This Demonstration shows the path of a variance gamma process, a pure jump process of finite variation, but with infinitely many jumps. This process has been used in option pricing in place of Brownian motion, generally producing answers that agree better with empirical evidence. The process is constructed by means of "Brownian subordination", that is, by evaluating Brownian motion with drift at random times given by a gamma process. There are three basic controls: the volatility and drift of the Brownian motion and the variance of the gamma process. These parameters allow you to control the skewness and kurtosis of the return distribution in addition to mean and variance, as is the case with models based on Brownian motion.

The last control, "range of values", makes it possible to zoom into the process to see the jumps when they are too small to be visible in the default view or when parts of the trajectory lie outside the displayed area.

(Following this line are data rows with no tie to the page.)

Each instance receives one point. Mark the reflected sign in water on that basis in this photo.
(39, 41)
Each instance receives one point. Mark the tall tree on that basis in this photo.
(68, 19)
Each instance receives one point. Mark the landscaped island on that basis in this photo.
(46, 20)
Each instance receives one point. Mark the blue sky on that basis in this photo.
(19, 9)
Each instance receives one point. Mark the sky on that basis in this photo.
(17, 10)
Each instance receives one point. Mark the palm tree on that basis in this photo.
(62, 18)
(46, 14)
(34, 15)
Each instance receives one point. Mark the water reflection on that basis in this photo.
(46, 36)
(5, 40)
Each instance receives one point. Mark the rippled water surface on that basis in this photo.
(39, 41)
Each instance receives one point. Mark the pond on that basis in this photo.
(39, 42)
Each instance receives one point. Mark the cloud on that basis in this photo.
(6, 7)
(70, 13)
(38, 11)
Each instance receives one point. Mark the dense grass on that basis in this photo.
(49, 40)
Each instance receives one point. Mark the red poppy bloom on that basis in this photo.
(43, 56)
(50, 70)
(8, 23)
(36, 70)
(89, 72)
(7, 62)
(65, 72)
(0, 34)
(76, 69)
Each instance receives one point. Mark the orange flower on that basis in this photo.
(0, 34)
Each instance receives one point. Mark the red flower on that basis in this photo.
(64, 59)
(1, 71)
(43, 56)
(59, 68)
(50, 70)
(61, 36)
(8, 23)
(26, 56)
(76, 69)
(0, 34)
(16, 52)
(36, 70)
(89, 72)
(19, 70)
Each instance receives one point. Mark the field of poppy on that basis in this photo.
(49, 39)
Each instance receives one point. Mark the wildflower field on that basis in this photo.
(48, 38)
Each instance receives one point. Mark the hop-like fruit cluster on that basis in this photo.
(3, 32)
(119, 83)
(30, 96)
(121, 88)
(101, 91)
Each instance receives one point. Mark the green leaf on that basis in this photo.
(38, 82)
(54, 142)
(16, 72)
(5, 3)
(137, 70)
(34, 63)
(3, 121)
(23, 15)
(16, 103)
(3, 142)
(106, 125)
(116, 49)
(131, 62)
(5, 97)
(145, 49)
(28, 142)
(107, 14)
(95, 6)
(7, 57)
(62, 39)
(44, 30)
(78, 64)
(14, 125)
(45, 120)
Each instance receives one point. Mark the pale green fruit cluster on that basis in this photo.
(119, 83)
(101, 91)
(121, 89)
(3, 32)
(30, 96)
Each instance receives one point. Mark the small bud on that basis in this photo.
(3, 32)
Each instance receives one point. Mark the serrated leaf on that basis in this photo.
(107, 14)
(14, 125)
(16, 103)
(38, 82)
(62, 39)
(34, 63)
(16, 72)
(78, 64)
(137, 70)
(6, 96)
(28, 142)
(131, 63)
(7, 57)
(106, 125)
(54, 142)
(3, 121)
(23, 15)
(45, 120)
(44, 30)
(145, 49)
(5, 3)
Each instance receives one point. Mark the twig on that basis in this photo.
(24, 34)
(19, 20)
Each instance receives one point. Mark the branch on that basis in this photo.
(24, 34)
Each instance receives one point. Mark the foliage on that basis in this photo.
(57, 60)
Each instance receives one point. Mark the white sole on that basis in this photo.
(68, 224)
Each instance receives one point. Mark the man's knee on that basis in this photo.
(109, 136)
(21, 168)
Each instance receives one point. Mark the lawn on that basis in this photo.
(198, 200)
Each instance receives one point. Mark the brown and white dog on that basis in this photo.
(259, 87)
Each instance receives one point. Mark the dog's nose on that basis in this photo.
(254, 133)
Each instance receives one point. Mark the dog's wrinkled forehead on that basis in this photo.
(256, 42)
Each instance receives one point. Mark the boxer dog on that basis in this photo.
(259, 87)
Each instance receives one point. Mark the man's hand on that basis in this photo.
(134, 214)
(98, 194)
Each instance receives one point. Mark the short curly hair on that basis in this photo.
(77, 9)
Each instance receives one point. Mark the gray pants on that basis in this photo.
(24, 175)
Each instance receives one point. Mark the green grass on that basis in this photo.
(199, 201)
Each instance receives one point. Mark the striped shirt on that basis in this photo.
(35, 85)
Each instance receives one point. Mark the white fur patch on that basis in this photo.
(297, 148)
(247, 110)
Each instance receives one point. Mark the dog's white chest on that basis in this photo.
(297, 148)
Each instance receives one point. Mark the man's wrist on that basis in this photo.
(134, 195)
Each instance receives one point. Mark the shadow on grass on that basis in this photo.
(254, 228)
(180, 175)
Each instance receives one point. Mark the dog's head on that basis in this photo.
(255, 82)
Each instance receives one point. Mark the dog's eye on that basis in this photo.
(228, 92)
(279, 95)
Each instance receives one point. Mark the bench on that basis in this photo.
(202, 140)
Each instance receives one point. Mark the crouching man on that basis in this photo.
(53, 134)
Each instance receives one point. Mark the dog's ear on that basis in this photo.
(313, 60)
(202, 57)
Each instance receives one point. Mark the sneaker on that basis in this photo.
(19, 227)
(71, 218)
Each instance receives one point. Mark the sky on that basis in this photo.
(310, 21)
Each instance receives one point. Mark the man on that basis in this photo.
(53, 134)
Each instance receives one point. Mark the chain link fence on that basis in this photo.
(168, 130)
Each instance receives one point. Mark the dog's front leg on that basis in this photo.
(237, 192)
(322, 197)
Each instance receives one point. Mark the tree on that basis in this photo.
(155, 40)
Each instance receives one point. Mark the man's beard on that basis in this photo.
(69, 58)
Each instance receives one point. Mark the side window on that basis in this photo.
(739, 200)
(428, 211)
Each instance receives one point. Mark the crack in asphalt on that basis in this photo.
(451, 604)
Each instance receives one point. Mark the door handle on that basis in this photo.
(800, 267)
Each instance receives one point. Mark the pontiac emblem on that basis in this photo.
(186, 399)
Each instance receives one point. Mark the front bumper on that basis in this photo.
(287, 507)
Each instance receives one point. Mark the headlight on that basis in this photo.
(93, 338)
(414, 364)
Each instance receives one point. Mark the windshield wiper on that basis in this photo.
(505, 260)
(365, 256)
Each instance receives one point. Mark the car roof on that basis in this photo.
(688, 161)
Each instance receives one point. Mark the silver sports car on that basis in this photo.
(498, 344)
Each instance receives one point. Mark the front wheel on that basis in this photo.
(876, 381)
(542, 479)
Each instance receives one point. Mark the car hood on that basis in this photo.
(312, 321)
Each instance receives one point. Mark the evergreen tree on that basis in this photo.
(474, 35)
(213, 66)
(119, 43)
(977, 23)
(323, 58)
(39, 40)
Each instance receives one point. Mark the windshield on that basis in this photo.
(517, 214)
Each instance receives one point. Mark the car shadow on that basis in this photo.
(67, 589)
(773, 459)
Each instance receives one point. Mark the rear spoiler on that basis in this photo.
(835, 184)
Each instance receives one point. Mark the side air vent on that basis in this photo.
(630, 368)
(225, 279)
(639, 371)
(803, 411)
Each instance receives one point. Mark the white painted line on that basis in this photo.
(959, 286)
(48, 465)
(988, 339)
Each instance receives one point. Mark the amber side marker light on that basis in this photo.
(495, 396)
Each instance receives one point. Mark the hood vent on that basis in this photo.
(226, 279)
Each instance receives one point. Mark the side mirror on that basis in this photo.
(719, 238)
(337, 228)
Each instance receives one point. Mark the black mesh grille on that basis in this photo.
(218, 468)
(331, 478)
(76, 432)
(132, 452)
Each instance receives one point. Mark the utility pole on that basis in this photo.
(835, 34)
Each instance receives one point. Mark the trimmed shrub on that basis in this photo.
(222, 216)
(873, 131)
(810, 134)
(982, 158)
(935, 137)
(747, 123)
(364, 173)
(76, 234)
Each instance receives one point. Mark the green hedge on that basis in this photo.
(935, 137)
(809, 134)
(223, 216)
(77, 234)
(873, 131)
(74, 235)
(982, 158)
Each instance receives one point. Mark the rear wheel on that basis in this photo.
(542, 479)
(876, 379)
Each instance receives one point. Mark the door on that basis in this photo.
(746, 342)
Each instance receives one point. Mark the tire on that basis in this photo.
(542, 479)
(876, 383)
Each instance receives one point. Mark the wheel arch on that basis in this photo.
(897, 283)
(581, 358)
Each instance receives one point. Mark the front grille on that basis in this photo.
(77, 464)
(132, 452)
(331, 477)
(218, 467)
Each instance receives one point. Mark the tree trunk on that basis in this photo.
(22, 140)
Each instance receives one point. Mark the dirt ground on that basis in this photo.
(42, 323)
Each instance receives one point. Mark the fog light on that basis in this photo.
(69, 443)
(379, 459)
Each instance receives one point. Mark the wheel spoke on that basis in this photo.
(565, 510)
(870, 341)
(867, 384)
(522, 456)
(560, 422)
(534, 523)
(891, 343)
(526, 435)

The variance gamma stochastic process is a three-parameter generalization of the Brownian motion process. It is an example of the finite variation Lévy process. It has infinitely many jumps in any time interval, but only finitely many jumps larger than any given size. Like all finite variation processes, it can be written as the difference of two increasing processes, in this case gamma processes.

The variance gamma process was introduced into option pricing by Madan and Seneta [1] and generalized by Madan, Carr, and Chang [2]. Explicit formulas for European style options can be given, generalizing the Black–Scholes formulas. The model has been shown to perform better than the Black–Scholes model under the "historical approach" [3].

[1] D. B. Madan and E. Seneta, "The Variance Gamma Process (V.G.) Model for Share Market Returns," Journal of Business63(4) pp. 511-524.

[2] D. B. Madan, P. P. Carr, and E. C. Chang, "The Variance Gamma Process and Option Pricing," European Finance Review2(1), 1998 pp. 79-105.

[3] K. Lam, E. Chang, and M. C. Lee, "An Empirical Test of the Variance Gamma Option Pricing Model," Pacific Basin Finance Journal10(3), 2002 pp. 267-285.